JAKARTA - Ketua Pengurus Besar Nahdlatul Ulama (PBNU) H Ulil Abshar Abdalla (Gus Ulil) menyebut kasus pengungsi Rohingya merupakan masalah bagi negara-negara di Asia Tenggara. Sehingga sebagai negara tetangga dan sesama Muslim Indonesia, kata Gus Ulil berkewajiban untuk menolongnya.
Hal ini menanggapi gelombang pengungsi Rohingya yang terus berdatangan ke Indonesia. Diketahui, Presiden Joko Widodo menduga adanya keterlibatan human trafficking atau upaya sistematis tindak pidana perdagangan orang (TPPO) tentu menjadi tugas pemerintah untuk terus melakukan investigasi.
"Rohingya ini adalah masalah ASEAN. Menurut saya, kita punya kewajiban menolong sebagai negara tetangga. Kewajiban lain adalah menolong sesama Muslim karena Rohingya ini juga Muslim. Jadi, ada ada dua kewajiban yang harus kita kedepankan yakni mas’uliyatul jiwar dan mas’uliyatul insaniyah,"dikutip dalam laman resmi NU Online, Senin (11/12/2023).
Dia menilai bahwa sikap untuk mau menolong itu sangat penting untuk menjadi dasar pemerintah Indonesia mengatasi persoalan warga Rohingya yang sedang mengalami kesengsaraan akibat konflik di Myanmar.
"Membantunya seperti apa saya tidak tahu karena ada mekanisme-mekanisme hukum internasional dan United Nations. Saya tahu ada kerumitan dalam menangani masalah pengungsi, tapi bagi saya semestinya kemanusiaan ini menjadi dasar kita menolong. Adapun masalah lain bisa ditangani secara spesifikasi yang pertama adalah menolong," ucapnya.
Lantas menantu Mustasyar PBNU KH Mustofa Bisri (Gus Mus) itu kemudian mencontohkan sikap negara-negara Eropa pada 2015. Ketika mereka dihadapkan pada gelombang pengungsi yang cukup besar, terutama berasal dari daerah konflik seperti Suriah.
Kemudian, Kanselir Jerman Angela Merkel memutuskan untuk mengeluarkan kebijakan menampung pengungsi yang telah di Eropa dan Jerman dan memberikan perlindungan secara maksimal.
"Ini perbandingan saja bahwa Angela Merkel menjadi contoh bagaimana sebaiknya sikap sebuah negara terhadap pengungsi dari negara lain. Meskipun fenemona tersebut mendapatkan respon berbeda di antara negara-negara kawasan Eropa," katanya.

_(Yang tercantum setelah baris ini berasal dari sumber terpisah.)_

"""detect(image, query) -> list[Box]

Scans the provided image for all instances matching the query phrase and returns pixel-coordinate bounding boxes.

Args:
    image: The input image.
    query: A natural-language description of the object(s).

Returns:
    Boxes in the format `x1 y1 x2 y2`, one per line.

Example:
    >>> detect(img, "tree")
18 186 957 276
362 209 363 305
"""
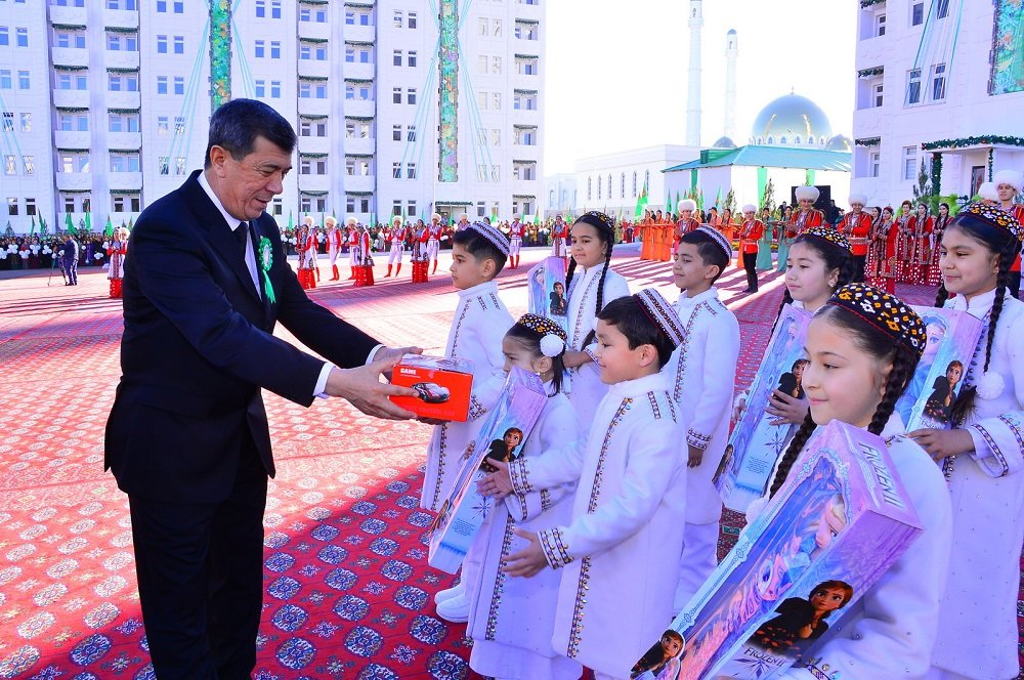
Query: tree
761 178 777 215
911 157 932 204
724 188 737 215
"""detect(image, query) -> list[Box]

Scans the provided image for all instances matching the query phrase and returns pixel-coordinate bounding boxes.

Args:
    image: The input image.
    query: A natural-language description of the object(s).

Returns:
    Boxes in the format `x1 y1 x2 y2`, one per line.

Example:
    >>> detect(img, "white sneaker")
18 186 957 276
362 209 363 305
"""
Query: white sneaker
433 580 465 606
435 590 470 623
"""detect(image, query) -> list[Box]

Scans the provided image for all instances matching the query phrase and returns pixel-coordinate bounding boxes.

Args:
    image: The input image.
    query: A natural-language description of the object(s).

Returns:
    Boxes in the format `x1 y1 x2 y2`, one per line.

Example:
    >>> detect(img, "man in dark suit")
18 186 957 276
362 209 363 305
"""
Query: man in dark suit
104 100 419 680
62 235 79 285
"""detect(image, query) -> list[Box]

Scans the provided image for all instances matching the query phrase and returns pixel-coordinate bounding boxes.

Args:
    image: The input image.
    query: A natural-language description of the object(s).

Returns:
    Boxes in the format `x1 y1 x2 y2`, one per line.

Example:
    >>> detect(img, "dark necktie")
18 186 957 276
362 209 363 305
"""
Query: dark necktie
234 221 248 261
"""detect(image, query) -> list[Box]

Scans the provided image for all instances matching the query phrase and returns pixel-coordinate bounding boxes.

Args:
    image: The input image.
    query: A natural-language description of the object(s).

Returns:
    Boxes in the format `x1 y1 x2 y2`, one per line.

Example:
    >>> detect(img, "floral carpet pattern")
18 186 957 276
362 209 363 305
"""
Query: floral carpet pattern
0 250 1015 679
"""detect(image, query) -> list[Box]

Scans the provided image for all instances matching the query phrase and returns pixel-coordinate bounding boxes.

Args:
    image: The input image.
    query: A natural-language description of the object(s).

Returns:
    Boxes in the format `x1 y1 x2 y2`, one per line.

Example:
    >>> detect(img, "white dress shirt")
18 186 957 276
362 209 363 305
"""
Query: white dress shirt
197 171 384 397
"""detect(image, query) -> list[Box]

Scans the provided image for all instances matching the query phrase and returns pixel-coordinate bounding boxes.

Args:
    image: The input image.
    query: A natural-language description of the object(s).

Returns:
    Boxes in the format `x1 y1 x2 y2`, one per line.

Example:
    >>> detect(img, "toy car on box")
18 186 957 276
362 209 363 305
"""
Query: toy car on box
389 354 473 422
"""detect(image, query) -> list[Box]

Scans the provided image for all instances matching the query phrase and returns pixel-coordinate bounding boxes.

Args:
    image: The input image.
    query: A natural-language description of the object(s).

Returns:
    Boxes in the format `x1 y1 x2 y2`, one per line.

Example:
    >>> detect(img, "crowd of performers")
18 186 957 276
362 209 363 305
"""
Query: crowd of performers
412 176 1024 680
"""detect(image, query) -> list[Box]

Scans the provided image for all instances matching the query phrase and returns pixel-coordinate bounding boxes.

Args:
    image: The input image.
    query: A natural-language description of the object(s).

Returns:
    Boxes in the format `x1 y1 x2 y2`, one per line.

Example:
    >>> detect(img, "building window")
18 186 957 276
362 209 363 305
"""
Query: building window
255 0 265 17
876 13 886 37
0 71 9 89
408 12 417 28
407 88 417 105
256 80 266 98
270 41 280 59
110 152 141 173
408 51 418 68
271 0 281 19
620 173 625 196
931 63 946 101
911 1 924 26
903 146 917 181
936 0 949 19
906 68 921 104
587 177 592 200
17 71 29 90
7 197 18 214
271 81 281 98
392 87 401 104
20 112 30 132
407 163 417 179
393 50 403 67
22 155 34 175
869 151 880 177
16 28 27 47
393 10 404 28
157 35 168 53
157 76 168 94
874 82 884 107
174 36 184 54
254 40 264 58
407 125 416 141
174 76 184 95
25 198 36 216
514 90 537 110
515 20 539 40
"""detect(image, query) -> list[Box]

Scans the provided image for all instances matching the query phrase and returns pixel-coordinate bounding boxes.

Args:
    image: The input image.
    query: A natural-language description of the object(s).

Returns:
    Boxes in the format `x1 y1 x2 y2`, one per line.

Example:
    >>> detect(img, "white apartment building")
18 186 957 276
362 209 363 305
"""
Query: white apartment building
0 0 545 234
574 145 702 218
851 0 1024 208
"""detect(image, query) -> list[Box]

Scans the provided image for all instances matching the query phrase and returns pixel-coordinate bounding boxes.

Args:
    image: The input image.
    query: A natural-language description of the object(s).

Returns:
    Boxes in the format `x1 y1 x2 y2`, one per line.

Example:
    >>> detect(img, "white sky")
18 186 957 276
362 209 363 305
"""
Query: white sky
542 0 857 174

Dengan demikian, Gus Ulil berharap agar organisasi-organisasi keagamaan seperti Nahdlatul Ulama (NU) dan Muhammadiyah turut mendorong pemerintah agar membantu pengungsi Rohingya dari sisi kemanusiaan. Misalnya, seperti di Eropa yang menyediakan gereja sebagai tempat penampungan bagi para pengungsi.
Dampaknya, para pengungsi ini mengalami naturalisasi secara perlahan. "Saya belum melihat itu di NU, juga di ormas lain. Perhatian ke masalah itu juga belum tampak. Kalau misalnya ormas-ormas keagamaan bersuara, pemerintah pasti akan akan insentif untuk bersikap dengan menggunakan kacamata kemanusiaan," tutur Ulil.